Companies like Backcountry are just now starting to recognize the other benefits of owning your own code. Business owners who have bumped up against the functional limitations of traditional, one-size-fits-all software are tapping into the innovative power of open source. With open applications, you can constantly innovate without having to wait for a major vendor like Microsoft (NASDAQ:MSFT) or Oracle (NASDAQ:ORCL) to roll out a pricey upgrade--one that's available to everyone, including your rivals. Businesses can create applications that don't exist commercially and are specifically tailored to their own needs. "This is really starting to take off in small business," says Raven Zachary, senior analyst and open-source practice head at the 451 Group, a research firm. "Cost savings still remain the No. 1 attraction, but we find that after they have implemented the software, the primary benefit becomes flexibility."

But choosing the open-source path can make substantive changes to the nature of a company. It requires a real commitment to maintaining a staff of first-rate developers because there is no customer service rep an 800 number away. "One way or another you have to understand the technical side if you're going to be on the Internet," says Backcountry co-founder and president John Bresee. "I work closely with the developers, probably more closely than they would like."
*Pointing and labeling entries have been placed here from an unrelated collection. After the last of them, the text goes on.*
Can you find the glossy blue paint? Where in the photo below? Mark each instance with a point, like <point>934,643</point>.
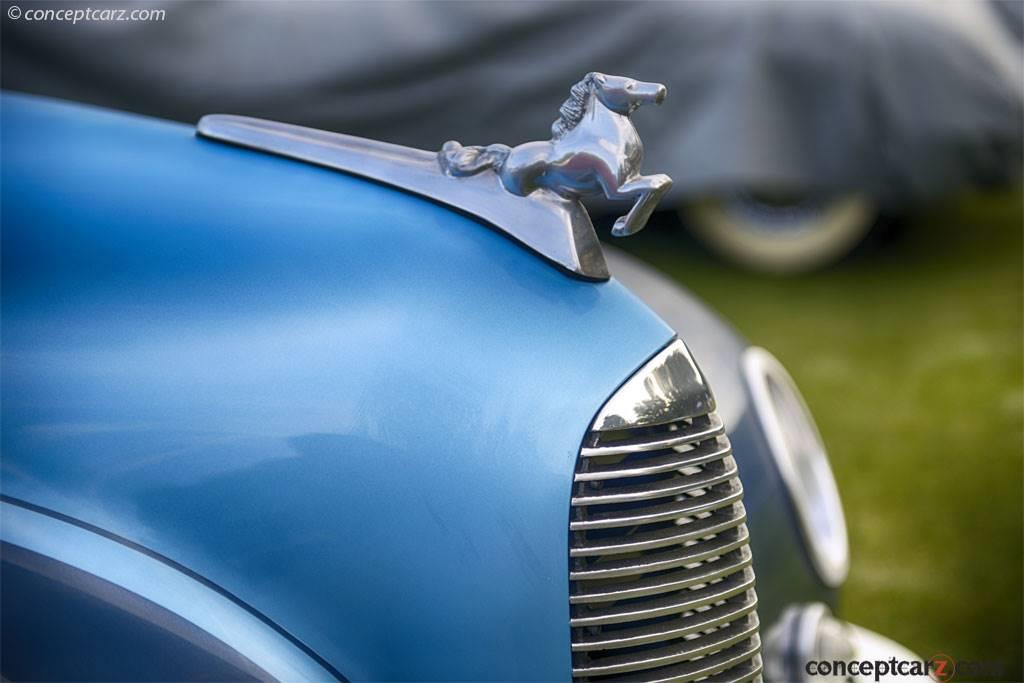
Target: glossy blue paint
<point>352,409</point>
<point>164,600</point>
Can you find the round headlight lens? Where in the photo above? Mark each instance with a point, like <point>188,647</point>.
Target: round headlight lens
<point>802,461</point>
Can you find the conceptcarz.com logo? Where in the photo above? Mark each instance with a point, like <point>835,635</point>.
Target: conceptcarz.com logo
<point>940,668</point>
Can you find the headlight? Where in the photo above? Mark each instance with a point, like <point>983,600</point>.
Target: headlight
<point>800,456</point>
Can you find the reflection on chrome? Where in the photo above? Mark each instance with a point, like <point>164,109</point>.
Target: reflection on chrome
<point>669,387</point>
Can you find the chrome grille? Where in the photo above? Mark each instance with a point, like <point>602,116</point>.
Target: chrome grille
<point>660,581</point>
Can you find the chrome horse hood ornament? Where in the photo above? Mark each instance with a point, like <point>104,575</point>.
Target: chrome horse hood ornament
<point>530,193</point>
<point>594,150</point>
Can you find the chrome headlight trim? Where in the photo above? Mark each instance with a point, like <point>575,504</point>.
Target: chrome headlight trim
<point>801,457</point>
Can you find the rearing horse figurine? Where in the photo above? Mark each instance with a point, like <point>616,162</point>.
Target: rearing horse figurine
<point>593,150</point>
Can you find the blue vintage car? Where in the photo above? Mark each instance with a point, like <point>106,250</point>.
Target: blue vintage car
<point>283,404</point>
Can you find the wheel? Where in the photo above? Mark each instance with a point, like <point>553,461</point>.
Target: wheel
<point>781,235</point>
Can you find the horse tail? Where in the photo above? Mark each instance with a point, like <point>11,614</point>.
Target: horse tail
<point>459,161</point>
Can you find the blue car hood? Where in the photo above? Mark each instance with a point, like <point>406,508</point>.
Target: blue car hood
<point>352,409</point>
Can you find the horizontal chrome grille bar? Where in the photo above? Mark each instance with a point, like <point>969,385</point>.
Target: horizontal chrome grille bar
<point>589,592</point>
<point>706,453</point>
<point>704,668</point>
<point>667,440</point>
<point>671,604</point>
<point>678,650</point>
<point>670,559</point>
<point>654,513</point>
<point>663,488</point>
<point>717,615</point>
<point>719,520</point>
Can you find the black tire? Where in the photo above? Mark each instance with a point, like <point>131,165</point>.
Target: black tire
<point>781,237</point>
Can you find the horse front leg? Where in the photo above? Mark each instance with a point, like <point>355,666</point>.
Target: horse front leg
<point>650,189</point>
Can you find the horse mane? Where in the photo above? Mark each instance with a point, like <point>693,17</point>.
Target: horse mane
<point>571,111</point>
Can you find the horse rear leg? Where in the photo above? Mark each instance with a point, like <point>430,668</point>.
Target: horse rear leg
<point>650,189</point>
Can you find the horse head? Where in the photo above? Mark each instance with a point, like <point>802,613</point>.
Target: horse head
<point>624,95</point>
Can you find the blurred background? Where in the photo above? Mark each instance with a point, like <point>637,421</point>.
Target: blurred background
<point>847,191</point>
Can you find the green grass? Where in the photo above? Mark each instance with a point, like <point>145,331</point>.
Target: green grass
<point>910,356</point>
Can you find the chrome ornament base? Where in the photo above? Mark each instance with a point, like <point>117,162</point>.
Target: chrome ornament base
<point>530,193</point>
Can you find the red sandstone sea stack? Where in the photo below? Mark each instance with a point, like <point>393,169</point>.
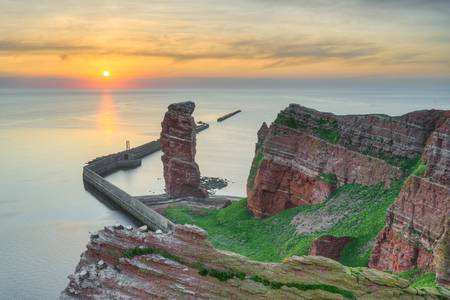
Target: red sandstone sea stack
<point>178,142</point>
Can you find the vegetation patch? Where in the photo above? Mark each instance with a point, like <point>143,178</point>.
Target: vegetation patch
<point>419,279</point>
<point>328,130</point>
<point>408,165</point>
<point>138,251</point>
<point>224,275</point>
<point>305,287</point>
<point>221,275</point>
<point>274,238</point>
<point>330,135</point>
<point>328,178</point>
<point>420,170</point>
<point>259,156</point>
<point>286,121</point>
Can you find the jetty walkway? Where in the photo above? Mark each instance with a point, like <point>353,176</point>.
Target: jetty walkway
<point>141,207</point>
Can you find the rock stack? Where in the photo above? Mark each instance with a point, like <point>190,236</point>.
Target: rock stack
<point>178,142</point>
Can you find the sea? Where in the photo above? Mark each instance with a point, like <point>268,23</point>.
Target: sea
<point>47,136</point>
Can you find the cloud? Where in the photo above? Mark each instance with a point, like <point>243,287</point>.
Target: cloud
<point>279,50</point>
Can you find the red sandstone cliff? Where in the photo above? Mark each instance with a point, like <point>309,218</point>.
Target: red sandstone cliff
<point>305,154</point>
<point>178,141</point>
<point>183,265</point>
<point>416,221</point>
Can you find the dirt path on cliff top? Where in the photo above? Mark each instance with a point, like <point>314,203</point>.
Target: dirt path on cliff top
<point>329,214</point>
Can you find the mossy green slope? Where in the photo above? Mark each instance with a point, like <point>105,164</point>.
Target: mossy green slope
<point>274,238</point>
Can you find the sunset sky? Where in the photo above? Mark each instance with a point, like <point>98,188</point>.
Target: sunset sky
<point>218,38</point>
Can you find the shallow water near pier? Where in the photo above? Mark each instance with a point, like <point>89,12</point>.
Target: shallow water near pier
<point>47,136</point>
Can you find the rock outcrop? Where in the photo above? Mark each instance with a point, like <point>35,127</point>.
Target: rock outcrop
<point>329,246</point>
<point>134,264</point>
<point>442,257</point>
<point>306,154</point>
<point>415,223</point>
<point>178,142</point>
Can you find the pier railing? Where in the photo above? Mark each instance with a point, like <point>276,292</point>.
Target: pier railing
<point>128,203</point>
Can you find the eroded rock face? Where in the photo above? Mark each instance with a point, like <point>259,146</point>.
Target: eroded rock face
<point>305,154</point>
<point>183,265</point>
<point>416,221</point>
<point>329,246</point>
<point>414,224</point>
<point>178,142</point>
<point>442,259</point>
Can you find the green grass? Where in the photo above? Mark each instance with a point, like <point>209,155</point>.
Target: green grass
<point>408,165</point>
<point>329,134</point>
<point>286,121</point>
<point>328,130</point>
<point>255,166</point>
<point>224,275</point>
<point>328,178</point>
<point>274,238</point>
<point>419,279</point>
<point>305,287</point>
<point>132,252</point>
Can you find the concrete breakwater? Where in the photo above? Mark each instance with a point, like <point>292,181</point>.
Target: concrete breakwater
<point>224,117</point>
<point>94,171</point>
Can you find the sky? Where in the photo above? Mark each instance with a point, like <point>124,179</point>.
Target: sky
<point>137,41</point>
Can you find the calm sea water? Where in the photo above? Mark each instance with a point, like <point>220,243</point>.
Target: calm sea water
<point>47,135</point>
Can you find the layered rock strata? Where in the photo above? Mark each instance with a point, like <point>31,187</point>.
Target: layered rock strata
<point>416,221</point>
<point>134,264</point>
<point>329,246</point>
<point>305,154</point>
<point>178,142</point>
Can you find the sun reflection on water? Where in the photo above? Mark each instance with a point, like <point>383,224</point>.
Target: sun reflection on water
<point>107,117</point>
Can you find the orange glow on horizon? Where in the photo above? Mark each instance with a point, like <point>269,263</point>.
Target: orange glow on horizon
<point>107,119</point>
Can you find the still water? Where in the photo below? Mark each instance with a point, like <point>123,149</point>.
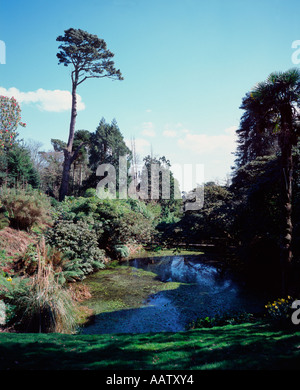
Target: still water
<point>164,294</point>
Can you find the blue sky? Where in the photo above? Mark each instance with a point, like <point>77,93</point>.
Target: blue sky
<point>186,64</point>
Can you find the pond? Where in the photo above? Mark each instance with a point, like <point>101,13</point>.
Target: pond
<point>163,293</point>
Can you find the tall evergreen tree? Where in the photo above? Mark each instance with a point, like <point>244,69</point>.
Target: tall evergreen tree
<point>273,104</point>
<point>90,58</point>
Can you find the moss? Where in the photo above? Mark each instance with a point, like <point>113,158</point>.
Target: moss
<point>123,287</point>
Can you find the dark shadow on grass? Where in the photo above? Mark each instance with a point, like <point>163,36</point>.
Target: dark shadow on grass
<point>250,347</point>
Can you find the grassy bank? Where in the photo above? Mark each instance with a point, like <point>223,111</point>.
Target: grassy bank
<point>245,346</point>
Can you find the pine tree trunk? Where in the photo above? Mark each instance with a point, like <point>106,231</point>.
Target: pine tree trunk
<point>68,154</point>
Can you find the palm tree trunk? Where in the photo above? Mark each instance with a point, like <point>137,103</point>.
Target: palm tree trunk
<point>286,239</point>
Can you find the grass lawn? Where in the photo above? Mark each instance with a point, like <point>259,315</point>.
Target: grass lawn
<point>239,347</point>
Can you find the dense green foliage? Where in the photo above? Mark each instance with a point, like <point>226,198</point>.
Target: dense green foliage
<point>25,208</point>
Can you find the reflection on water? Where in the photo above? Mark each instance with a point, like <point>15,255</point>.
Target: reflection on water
<point>204,290</point>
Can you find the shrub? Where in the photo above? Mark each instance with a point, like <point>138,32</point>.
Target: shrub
<point>121,251</point>
<point>65,270</point>
<point>79,243</point>
<point>43,305</point>
<point>230,318</point>
<point>280,310</point>
<point>25,207</point>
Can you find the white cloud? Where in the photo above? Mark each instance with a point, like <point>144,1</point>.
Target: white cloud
<point>148,129</point>
<point>142,146</point>
<point>207,144</point>
<point>170,133</point>
<point>46,100</point>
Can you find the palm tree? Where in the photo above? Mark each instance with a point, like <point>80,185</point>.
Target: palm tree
<point>274,104</point>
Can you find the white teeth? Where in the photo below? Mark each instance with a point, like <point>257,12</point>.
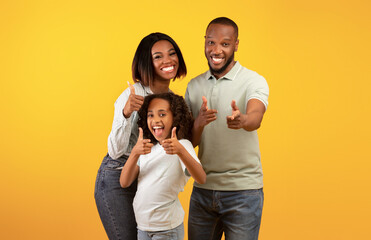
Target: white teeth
<point>168,69</point>
<point>217,60</point>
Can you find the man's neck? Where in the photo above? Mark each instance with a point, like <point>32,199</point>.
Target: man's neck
<point>160,86</point>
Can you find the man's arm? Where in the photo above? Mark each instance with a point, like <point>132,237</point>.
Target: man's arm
<point>250,121</point>
<point>205,116</point>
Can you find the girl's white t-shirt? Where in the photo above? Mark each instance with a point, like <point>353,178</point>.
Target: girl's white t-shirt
<point>161,178</point>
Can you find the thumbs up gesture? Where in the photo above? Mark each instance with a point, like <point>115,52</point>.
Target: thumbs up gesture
<point>143,146</point>
<point>234,121</point>
<point>206,115</point>
<point>172,145</point>
<point>134,102</point>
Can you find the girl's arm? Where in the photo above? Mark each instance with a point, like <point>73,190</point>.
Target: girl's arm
<point>173,146</point>
<point>130,170</point>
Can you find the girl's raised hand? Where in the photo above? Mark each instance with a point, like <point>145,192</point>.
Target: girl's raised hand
<point>172,145</point>
<point>134,102</point>
<point>143,146</point>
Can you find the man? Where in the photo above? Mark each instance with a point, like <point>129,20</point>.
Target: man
<point>228,103</point>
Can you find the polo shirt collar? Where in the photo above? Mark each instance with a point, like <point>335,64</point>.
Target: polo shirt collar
<point>229,76</point>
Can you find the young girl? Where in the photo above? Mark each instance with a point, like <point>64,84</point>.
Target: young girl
<point>157,60</point>
<point>163,165</point>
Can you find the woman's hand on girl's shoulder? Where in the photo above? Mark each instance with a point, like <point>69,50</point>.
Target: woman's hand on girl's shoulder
<point>143,146</point>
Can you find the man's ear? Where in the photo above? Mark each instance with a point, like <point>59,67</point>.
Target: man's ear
<point>236,45</point>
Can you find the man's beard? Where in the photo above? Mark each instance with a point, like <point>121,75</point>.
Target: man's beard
<point>222,69</point>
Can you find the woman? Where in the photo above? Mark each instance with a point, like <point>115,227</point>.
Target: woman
<point>157,60</point>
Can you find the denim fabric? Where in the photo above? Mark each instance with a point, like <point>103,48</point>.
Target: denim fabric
<point>172,234</point>
<point>115,204</point>
<point>236,213</point>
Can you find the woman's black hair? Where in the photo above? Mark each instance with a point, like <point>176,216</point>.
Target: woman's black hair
<point>142,67</point>
<point>182,118</point>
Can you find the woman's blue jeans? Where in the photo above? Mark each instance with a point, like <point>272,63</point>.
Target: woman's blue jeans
<point>236,213</point>
<point>114,203</point>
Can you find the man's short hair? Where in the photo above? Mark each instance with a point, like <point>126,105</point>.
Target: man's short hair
<point>225,21</point>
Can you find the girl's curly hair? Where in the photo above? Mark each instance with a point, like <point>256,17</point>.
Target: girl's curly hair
<point>182,118</point>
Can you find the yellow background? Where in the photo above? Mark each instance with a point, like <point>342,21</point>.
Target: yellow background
<point>64,63</point>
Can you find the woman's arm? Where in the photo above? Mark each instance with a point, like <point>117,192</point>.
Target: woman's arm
<point>119,138</point>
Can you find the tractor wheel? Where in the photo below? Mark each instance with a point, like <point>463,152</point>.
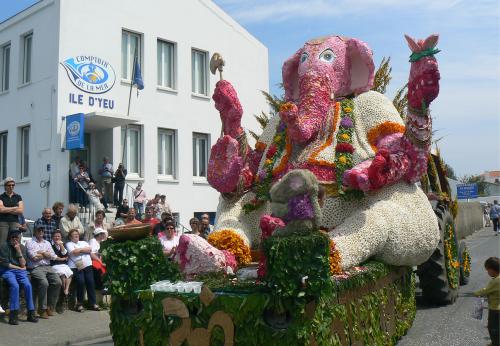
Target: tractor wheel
<point>464,258</point>
<point>436,288</point>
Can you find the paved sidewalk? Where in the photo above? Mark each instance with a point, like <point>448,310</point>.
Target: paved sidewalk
<point>452,324</point>
<point>68,328</point>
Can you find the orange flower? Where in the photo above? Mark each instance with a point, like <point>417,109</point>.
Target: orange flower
<point>231,241</point>
<point>345,137</point>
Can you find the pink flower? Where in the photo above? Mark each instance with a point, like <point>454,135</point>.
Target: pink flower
<point>271,151</point>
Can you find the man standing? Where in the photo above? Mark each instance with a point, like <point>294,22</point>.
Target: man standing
<point>206,228</point>
<point>57,208</point>
<point>73,172</point>
<point>495,216</point>
<point>11,206</point>
<point>47,223</point>
<point>106,173</point>
<point>13,270</point>
<point>149,218</point>
<point>40,253</point>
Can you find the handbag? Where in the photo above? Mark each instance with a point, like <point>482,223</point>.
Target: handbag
<point>477,313</point>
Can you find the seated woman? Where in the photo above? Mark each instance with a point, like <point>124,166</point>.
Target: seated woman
<point>60,264</point>
<point>98,223</point>
<point>169,240</point>
<point>194,223</point>
<point>99,268</point>
<point>81,264</point>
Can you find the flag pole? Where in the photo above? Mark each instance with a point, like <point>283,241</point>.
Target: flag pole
<point>128,108</point>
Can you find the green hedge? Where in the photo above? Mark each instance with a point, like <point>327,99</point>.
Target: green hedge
<point>135,265</point>
<point>375,312</point>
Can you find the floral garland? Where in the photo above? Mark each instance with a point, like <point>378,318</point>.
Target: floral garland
<point>451,256</point>
<point>466,262</point>
<point>264,177</point>
<point>344,149</point>
<point>230,240</point>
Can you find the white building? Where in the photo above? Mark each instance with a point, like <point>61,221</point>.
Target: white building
<point>57,54</point>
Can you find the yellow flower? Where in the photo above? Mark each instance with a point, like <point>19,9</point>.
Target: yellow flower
<point>334,259</point>
<point>231,241</point>
<point>259,146</point>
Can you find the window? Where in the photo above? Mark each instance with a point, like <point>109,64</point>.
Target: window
<point>199,72</point>
<point>131,43</point>
<point>3,155</point>
<point>25,151</point>
<point>166,153</point>
<point>132,150</point>
<point>166,64</point>
<point>200,154</point>
<point>5,67</point>
<point>27,45</point>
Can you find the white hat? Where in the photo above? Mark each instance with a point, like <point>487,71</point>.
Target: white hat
<point>99,230</point>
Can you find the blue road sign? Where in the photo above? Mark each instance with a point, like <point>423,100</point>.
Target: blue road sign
<point>466,191</point>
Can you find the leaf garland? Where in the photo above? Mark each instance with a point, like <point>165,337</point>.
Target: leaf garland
<point>344,149</point>
<point>451,256</point>
<point>135,265</point>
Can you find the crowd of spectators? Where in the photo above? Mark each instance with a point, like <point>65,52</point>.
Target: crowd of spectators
<point>63,250</point>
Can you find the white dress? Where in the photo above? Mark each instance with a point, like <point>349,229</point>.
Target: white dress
<point>63,269</point>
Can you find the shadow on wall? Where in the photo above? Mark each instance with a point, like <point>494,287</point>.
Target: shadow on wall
<point>469,219</point>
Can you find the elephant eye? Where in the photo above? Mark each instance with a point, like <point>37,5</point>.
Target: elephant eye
<point>327,55</point>
<point>304,57</point>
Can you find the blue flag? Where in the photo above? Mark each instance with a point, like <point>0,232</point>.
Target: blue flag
<point>137,76</point>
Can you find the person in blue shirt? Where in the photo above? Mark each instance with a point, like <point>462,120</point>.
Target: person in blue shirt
<point>13,270</point>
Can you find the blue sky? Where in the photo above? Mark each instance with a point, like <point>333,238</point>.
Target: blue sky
<point>467,111</point>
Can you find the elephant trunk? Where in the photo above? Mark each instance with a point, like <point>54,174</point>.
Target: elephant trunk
<point>308,118</point>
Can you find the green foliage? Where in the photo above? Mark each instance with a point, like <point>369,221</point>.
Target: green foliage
<point>382,76</point>
<point>476,179</point>
<point>292,258</point>
<point>400,101</point>
<point>363,317</point>
<point>135,265</point>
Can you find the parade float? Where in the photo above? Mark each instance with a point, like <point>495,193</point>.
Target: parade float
<point>318,225</point>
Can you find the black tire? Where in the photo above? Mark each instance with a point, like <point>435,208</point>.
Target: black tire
<point>464,278</point>
<point>432,273</point>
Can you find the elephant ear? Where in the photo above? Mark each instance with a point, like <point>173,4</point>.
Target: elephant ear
<point>290,74</point>
<point>362,68</point>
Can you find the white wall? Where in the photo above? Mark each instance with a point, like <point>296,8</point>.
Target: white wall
<point>34,104</point>
<point>94,28</point>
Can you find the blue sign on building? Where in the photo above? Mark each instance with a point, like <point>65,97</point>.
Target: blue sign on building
<point>466,191</point>
<point>75,125</point>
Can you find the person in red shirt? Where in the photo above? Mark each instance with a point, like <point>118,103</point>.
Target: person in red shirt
<point>149,218</point>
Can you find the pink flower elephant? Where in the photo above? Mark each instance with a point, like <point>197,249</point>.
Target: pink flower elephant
<point>354,142</point>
As a kid growing up in Vermont, Bresee hung around the computer center at Dartmouth, chatting on primitive, paper-based terminals with Coast Guard technicians over Darpanet. Then during the dot-com boom, he hooked up with a wireless e-commerce company called Cellmania, a classic Silicon Valley start-up with $20 million of VC backing behind it.

As director of e-commerce at Cellmania, and nursing a nascent Backcountry.com at night and on weekends, Bresee was in a rare position to go to school on the mistakes of his deep-pocketed employer. "I was watching them spend money on these massive e-commerce platforms, with $300,000 licensing fees and all this complexity," he says. "So during the day I was learning what not to do, and at night I was applying the lessons to Backcountry.com."

When he began devoting himself full time to Backcountry.com in 2001, Bresee knew the company, by then bringing in about $3 million a year, would need to invest in a real e-commerce platform. Price was certainly among the factors that Bresee considered during his search, but more important to him was the ability to control the code. There were a number of reasons that owning the code was deemed critical.

First, Bresee wanted to be able to build the e-commerce site so that each individual page could be found easily by search engines. Google was just starting to catch on in 2001, and Bresee knew it would be a powerful tool for selling on the Web. He had seen how other e-commerce sites served up convoluted URLs that were difficult to bookmark and search. Second, the ability to make quick changes to the site was critical for Backcountry. Bresee knew that kayaks and skis, products that customers like to touch and feel, were a tough sell on the Web. He knew his site would have to innovate and adapt quickly to market trends to compete with the big retailers such as REI and Eastern Mountain Sports. Finally, the dot-com bubble was beginning to burst. Bresee wanted to avoid going with a software vendor that might suddenly evaporate when the venture capital money dried up. And the company couldn't afford any of the big e-commerce platforms from more stable companies such as IBM or Microsoft.